Como a tecnologia 4.0 pode ajudar no saneamento
Por Carla Legner
Edição Nº 68 - Agosto/Setembro de 2022 - Ano 12
Nos últimos anos, os avanços tecnológicos e Indústria 4.0 tornaram os processos de produção mais eficientes, autônomos e customizáveis. A inovação permitiu que tudo seja devidamente metrificado e monitorado. A disrupção tecnológica advinda de redes IoT
Nos últimos anos, os avanços tecnológicos e Indústria 4.0 tornaram os processos de produção mais eficientes, autônomos e customizáveis. A inovação permitiu que tudo seja devidamente metrificado e monitorado.
A disrupção tecnológica advinda de redes IoT, smartmeters e toda gama de smartgadgets, voltados para operação e comercial, trouxeram uma infinidade de benefícios para o setor de saneamento no Brasil, como a redução de perdas, acompanhamento das operações, leitura e operação remotas, dentre outros. E com isso, foi possível identificar gargalos nos processos.
“Estamos vivendo um tempo de transformações rápidas por conta da tecnologia. Tudo isso está ligado à comunicação. Ambos nos trouxeram para o online, conectados aqui e agora. A máxima da teoria da evolução sempre foi que os mais fortes sobrevivem, porém, o correto é os mais adaptáveis sobrevivem – enfatiza Luciomar Santos Werneck, presidente da AESabesp.
Para ele, as empresas do setor de saneamento são como quaisquer outras do mundo corporativo e precisam se adaptar para sua sobrevivência. Se antes havia uma visão de que o setor de saneamento não evoluía, com poucos desenvolvimentos e inovações, agora não é mais possível pensar do mesmo jeito, sob o risco de deixar de existir, ou seja, quem não inova fica para trás.
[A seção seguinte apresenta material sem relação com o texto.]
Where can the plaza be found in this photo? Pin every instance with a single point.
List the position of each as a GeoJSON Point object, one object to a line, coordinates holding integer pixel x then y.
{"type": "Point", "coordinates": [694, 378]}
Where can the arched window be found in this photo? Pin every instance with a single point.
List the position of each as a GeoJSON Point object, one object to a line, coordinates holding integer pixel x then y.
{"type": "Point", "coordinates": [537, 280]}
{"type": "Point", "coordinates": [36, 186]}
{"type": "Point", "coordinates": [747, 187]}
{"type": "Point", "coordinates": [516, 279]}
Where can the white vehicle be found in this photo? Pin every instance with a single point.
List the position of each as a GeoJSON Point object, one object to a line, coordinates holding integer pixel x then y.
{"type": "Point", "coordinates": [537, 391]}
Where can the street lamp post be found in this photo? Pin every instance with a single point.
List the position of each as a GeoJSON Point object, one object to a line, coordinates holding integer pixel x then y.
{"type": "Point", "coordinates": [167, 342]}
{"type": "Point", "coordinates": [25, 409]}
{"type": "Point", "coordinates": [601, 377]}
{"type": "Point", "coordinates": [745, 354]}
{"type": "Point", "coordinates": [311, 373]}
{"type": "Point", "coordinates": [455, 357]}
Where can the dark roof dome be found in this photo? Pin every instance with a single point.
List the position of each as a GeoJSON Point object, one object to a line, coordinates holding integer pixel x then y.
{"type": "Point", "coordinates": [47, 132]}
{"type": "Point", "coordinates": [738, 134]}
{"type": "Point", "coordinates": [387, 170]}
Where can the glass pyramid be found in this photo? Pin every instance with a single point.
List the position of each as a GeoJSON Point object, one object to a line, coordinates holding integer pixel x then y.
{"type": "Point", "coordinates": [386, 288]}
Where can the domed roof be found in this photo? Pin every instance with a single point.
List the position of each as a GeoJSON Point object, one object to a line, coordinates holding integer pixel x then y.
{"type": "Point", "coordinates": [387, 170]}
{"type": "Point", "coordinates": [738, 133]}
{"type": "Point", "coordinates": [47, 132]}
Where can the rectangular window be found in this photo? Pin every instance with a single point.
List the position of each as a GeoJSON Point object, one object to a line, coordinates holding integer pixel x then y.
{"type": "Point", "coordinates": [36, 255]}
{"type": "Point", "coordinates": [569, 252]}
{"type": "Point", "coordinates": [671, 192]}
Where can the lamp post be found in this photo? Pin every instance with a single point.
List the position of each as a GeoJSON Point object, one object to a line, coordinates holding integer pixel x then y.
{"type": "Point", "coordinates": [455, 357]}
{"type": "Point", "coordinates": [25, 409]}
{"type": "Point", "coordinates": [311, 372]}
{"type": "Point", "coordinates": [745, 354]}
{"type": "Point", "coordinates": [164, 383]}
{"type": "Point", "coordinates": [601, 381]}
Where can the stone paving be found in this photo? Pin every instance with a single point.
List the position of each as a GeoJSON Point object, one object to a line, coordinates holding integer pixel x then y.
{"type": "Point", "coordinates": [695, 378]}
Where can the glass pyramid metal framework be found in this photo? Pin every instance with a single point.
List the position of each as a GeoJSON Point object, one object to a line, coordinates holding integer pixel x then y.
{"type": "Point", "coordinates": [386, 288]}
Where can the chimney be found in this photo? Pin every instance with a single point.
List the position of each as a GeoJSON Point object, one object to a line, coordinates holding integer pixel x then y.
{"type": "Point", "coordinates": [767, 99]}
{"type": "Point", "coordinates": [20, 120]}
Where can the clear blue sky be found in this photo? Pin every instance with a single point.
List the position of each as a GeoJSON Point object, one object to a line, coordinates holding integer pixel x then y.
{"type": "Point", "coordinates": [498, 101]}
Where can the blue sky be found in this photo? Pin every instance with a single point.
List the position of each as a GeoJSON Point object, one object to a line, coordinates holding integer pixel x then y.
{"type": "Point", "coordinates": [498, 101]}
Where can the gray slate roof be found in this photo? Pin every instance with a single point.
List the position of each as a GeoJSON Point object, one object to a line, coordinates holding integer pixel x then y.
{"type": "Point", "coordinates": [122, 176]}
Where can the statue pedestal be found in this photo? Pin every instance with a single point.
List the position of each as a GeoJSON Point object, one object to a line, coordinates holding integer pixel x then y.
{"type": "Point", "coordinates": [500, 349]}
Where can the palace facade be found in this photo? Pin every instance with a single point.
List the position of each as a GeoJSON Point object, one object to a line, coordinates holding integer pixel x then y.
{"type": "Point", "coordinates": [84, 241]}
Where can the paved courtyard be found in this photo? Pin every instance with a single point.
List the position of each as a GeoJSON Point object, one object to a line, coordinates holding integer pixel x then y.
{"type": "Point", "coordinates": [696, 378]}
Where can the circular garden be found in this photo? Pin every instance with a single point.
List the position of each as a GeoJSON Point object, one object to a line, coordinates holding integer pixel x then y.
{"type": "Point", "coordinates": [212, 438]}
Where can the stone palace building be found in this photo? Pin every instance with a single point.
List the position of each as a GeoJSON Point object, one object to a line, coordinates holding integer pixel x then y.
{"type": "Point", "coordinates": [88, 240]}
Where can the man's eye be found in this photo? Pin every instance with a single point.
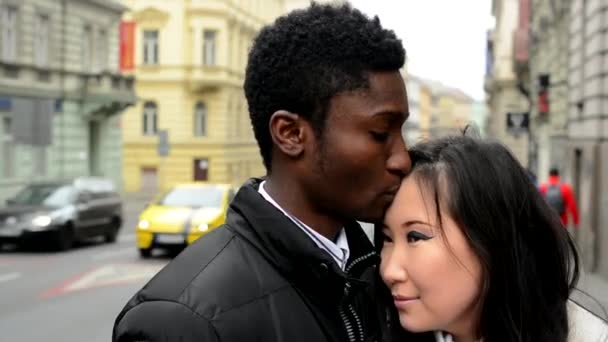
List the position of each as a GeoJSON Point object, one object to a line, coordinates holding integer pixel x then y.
{"type": "Point", "coordinates": [379, 136]}
{"type": "Point", "coordinates": [415, 236]}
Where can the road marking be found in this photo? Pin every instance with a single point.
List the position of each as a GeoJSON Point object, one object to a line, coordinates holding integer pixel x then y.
{"type": "Point", "coordinates": [108, 275]}
{"type": "Point", "coordinates": [114, 254]}
{"type": "Point", "coordinates": [9, 276]}
{"type": "Point", "coordinates": [126, 237]}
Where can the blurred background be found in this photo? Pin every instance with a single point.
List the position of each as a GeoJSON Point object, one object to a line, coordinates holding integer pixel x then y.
{"type": "Point", "coordinates": [111, 109]}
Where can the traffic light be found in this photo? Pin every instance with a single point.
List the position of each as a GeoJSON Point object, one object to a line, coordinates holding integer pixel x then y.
{"type": "Point", "coordinates": [543, 94]}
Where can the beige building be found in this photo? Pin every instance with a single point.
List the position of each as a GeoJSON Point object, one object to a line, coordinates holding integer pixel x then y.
{"type": "Point", "coordinates": [190, 58]}
{"type": "Point", "coordinates": [503, 96]}
{"type": "Point", "coordinates": [585, 156]}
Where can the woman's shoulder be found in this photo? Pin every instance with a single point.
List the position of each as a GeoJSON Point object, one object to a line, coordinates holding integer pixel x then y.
{"type": "Point", "coordinates": [585, 326]}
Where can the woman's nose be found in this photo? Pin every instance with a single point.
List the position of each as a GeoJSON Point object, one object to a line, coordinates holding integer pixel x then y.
{"type": "Point", "coordinates": [392, 267]}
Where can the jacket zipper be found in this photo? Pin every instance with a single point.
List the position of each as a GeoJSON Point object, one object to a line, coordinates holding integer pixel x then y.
{"type": "Point", "coordinates": [357, 321]}
{"type": "Point", "coordinates": [349, 328]}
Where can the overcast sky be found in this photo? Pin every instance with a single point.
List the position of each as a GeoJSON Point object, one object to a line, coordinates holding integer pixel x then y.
{"type": "Point", "coordinates": [444, 39]}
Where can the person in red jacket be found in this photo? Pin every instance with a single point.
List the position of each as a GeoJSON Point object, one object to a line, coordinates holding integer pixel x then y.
{"type": "Point", "coordinates": [560, 196]}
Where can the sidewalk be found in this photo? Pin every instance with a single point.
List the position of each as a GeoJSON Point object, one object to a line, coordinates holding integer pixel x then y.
{"type": "Point", "coordinates": [592, 294]}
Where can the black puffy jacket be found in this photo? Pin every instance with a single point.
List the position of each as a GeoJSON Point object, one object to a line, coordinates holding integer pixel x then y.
{"type": "Point", "coordinates": [258, 278]}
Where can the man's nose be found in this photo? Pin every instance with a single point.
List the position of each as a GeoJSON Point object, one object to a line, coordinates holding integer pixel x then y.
{"type": "Point", "coordinates": [399, 161]}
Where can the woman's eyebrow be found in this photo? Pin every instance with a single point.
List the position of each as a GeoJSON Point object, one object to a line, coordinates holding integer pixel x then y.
{"type": "Point", "coordinates": [412, 222]}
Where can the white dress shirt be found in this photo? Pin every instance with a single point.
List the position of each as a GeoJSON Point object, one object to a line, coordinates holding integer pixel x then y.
{"type": "Point", "coordinates": [338, 250]}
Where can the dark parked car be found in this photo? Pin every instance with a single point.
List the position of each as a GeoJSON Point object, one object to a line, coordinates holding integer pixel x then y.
{"type": "Point", "coordinates": [61, 213]}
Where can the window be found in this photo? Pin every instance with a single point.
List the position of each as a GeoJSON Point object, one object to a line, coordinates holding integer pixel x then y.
{"type": "Point", "coordinates": [150, 118]}
{"type": "Point", "coordinates": [150, 47]}
{"type": "Point", "coordinates": [9, 33]}
{"type": "Point", "coordinates": [200, 120]}
{"type": "Point", "coordinates": [40, 161]}
{"type": "Point", "coordinates": [209, 48]}
{"type": "Point", "coordinates": [41, 40]}
{"type": "Point", "coordinates": [87, 48]}
{"type": "Point", "coordinates": [102, 51]}
{"type": "Point", "coordinates": [8, 149]}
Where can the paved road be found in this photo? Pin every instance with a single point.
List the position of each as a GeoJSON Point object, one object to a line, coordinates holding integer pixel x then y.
{"type": "Point", "coordinates": [75, 295]}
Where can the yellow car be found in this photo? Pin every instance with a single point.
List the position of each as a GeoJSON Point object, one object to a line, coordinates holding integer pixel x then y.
{"type": "Point", "coordinates": [182, 215]}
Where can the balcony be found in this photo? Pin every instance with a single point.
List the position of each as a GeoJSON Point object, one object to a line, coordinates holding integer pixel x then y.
{"type": "Point", "coordinates": [107, 86]}
{"type": "Point", "coordinates": [211, 78]}
{"type": "Point", "coordinates": [521, 47]}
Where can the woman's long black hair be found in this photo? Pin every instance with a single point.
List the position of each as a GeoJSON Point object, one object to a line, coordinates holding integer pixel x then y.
{"type": "Point", "coordinates": [529, 262]}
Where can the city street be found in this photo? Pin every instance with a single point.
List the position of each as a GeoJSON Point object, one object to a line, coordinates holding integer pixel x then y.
{"type": "Point", "coordinates": [76, 295]}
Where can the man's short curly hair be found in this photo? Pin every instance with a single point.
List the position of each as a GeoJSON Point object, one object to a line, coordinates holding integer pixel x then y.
{"type": "Point", "coordinates": [309, 56]}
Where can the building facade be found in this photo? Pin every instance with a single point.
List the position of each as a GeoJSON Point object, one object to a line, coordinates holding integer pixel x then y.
{"type": "Point", "coordinates": [501, 84]}
{"type": "Point", "coordinates": [189, 60]}
{"type": "Point", "coordinates": [61, 91]}
{"type": "Point", "coordinates": [585, 155]}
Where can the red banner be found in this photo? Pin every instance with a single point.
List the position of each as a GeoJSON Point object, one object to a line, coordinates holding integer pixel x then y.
{"type": "Point", "coordinates": [127, 46]}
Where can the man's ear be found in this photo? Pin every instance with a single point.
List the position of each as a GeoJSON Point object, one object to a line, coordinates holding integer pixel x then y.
{"type": "Point", "coordinates": [288, 132]}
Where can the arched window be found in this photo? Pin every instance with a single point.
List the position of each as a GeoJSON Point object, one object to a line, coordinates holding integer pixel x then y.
{"type": "Point", "coordinates": [200, 119]}
{"type": "Point", "coordinates": [150, 118]}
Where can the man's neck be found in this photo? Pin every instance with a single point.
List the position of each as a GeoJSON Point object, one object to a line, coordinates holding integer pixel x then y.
{"type": "Point", "coordinates": [289, 195]}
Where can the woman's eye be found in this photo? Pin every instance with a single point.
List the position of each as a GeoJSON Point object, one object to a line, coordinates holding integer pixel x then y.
{"type": "Point", "coordinates": [379, 136]}
{"type": "Point", "coordinates": [386, 238]}
{"type": "Point", "coordinates": [415, 236]}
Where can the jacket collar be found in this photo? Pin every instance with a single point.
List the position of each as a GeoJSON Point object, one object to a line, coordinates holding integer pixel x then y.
{"type": "Point", "coordinates": [288, 248]}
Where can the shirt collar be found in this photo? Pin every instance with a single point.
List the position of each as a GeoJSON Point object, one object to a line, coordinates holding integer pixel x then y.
{"type": "Point", "coordinates": [339, 250]}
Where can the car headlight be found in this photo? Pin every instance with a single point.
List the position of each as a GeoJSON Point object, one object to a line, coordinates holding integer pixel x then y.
{"type": "Point", "coordinates": [143, 224]}
{"type": "Point", "coordinates": [42, 221]}
{"type": "Point", "coordinates": [203, 227]}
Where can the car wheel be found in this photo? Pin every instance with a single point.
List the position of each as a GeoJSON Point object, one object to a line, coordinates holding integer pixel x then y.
{"type": "Point", "coordinates": [145, 252]}
{"type": "Point", "coordinates": [112, 234]}
{"type": "Point", "coordinates": [65, 238]}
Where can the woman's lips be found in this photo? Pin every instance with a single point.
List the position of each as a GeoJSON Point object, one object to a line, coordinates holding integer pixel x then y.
{"type": "Point", "coordinates": [403, 301]}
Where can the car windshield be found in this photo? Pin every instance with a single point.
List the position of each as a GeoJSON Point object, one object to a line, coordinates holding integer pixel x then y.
{"type": "Point", "coordinates": [201, 197]}
{"type": "Point", "coordinates": [46, 195]}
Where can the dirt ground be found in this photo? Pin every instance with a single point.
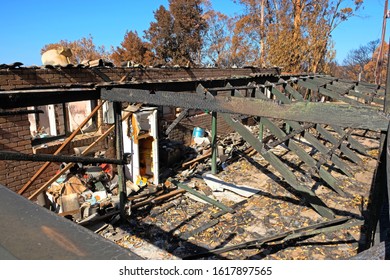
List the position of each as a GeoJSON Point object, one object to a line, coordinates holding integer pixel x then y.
{"type": "Point", "coordinates": [162, 231]}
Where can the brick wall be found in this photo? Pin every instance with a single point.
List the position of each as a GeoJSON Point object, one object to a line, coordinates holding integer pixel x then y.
{"type": "Point", "coordinates": [15, 136]}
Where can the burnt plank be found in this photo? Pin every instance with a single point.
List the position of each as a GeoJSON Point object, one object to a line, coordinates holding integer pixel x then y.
{"type": "Point", "coordinates": [313, 140]}
{"type": "Point", "coordinates": [284, 171]}
{"type": "Point", "coordinates": [302, 154]}
{"type": "Point", "coordinates": [325, 113]}
{"type": "Point", "coordinates": [343, 147]}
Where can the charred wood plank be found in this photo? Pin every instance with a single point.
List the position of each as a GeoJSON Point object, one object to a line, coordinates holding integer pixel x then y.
{"type": "Point", "coordinates": [298, 233]}
{"type": "Point", "coordinates": [286, 173]}
{"type": "Point", "coordinates": [181, 116]}
{"type": "Point", "coordinates": [202, 196]}
{"type": "Point", "coordinates": [19, 112]}
{"type": "Point", "coordinates": [6, 155]}
{"type": "Point", "coordinates": [313, 140]}
{"type": "Point", "coordinates": [322, 172]}
{"type": "Point", "coordinates": [37, 97]}
{"type": "Point", "coordinates": [200, 229]}
{"type": "Point", "coordinates": [356, 117]}
{"type": "Point", "coordinates": [343, 147]}
{"type": "Point", "coordinates": [354, 143]}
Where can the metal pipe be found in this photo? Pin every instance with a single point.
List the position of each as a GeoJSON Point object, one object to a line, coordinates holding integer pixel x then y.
{"type": "Point", "coordinates": [119, 155]}
{"type": "Point", "coordinates": [214, 148]}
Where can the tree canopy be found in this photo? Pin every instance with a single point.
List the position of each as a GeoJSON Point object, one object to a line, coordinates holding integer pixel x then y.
{"type": "Point", "coordinates": [82, 49]}
{"type": "Point", "coordinates": [292, 34]}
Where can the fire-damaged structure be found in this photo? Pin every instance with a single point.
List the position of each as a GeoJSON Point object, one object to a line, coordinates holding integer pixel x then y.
{"type": "Point", "coordinates": [112, 132]}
O cliente do setor saneamento também é cliente das telecomunicações e quer respostas rápidas, mas não abre mão da qualidade. É importante ter em mente que estamos conectados em uma rede com o mundo, tudo que as empresas são e fazem é visto por todos, e ela são avaliadas por isso. Desta forma, é necessário ser ágil nas tomadas de decisões, e ter informações confiáveis e tempestivas.
“Os sistemas inteligentes garantem maior previsibilidade no planejamento, ganhos de produtividade, gestão eficiente da manutenção dos ativos, além de uma prestação de serviço com mais qualidade, sustentabilidade e baixo custo” - complementa Bruno Muehlbauer, diretor de desenvolvimento de negócios públicos da Veolia.
Melhorias para o setor
Muito embora se pensasse que o setor do saneamento fosse estático, já faz alguns anos que o mesmo vem passando por incremento de tecnologias e inovações. Segundo Werneck, sempre foi utilizado modelos hidráulicos para projetar sistemas de saneamento, que foram evoluindo nas soluções para dar agilidade e abrangência.
Hoje, já é possível trabalhar em tempo real com ferramentas conectadas em pontos físicos distribuídos por todo o sistema com coleta e transmissão de dados, mostrando seu o comportamento e dos clientes a qualquer momento. Muitos desses modelos, inclusive, são capazes de prever comportamentos futuros e isso permite melhor gerenciamento.
Outra tecnologia que veio para agregar valor ao setor do saneamento é a IoT, internet das coisas. Alguns medidores (hidrômetros) já estão sendo instalados nos pontos dos clientes, com capacidade de coletar diversas informações como pressões e vazões, pelo período de tempo que for necessário: minutos, horas ou dias.
Há ainda unidades de controle de vazão e pressão (UCVP) totalmente automatizadas e transmitindo dados por telemetria, muitas delas nas nuvens. Algumas já estão se adaptando e evoluindo para geração de energia, tornando-se autossustentáveis.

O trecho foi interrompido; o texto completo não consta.